Tschentscher sagte: „Auch wenn das Zusammenwachsen in mancher Hinsicht noch andauert, ist die Wiedervereinigung von Ost und West und die damit verbundene Aufbauarbeit bereits in einer historischen Dimension geglückt.“ Das gebe Anlass für Optimismus, auch die großen Aufgaben der heutigen Zeit zu bewältigen. Tschentscher nannte den Klimaschutz, den Umgang mit den weltweiten Flüchtlingsbewegungen und die Veränderungen in der Sicherheits- und Verteidigungspolitik nach dem russischen Angriff auf die Ukraine. „Mit großer Geschlossenheit stehen wir gemeinsam mit unseren internationalen Partnern an der Seite der Ukraine in ihrem Kampf für Freiheit und Unabhängigkeit“, sagte der SPD-Politiker unter Applaus der geladenen Gäste.

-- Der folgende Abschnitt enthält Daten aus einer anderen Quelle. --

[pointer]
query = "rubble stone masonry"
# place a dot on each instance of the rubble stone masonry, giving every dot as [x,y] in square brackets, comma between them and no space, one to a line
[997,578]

Gerichtspräsident Harbarth sagte mit Verweis auf die Überwindung der deutschen Teilung: „Aber auch heute leben wir nicht im Paradies, sondern in einer Gegenwart mit Problemen und Herausforderungen, vielleicht in einer selten dagewesenen Verdichtung.“ Er nannte unter anderem die „Rückkehr des Krieges nach Europa“, den Klimawandel, Migration, Bedrohungen der biologischen Vielfalt, die „Verrohung des öffentlichen Diskurses“ und „Rechtsstaatskrisen in Teilen der Europäischen Union“.

Der katholische Hamburger Erzbischof Stefan Heße hatte zuvor im Gottesdienst im Michel für Europa „eine menschenwürdige und solidarische Flüchtlingspolitik“ gefordert. „Wir alle müssen um einen besseren Flüchtlingsschutz ringen. Platte Antworten verbieten sich an der Stelle“, sagte der Hamburger Bischof.

Die Politikwissenschaftlerin Gesine Schwan beklagte unterdessen in Berlin die Abwendung eines Teils der Bürgerinnen und Bürger von der Demokratie. „Unsere modernen Demokratien starten theoretisch gut, aber sie verlieren praktisch durch das empirische Spiel ungleicher Kräfte inzwischen fast überall an Unterstützung“, sagte sie in einem Festgottesdienst in einer Kanzelrede im Berliner Dom.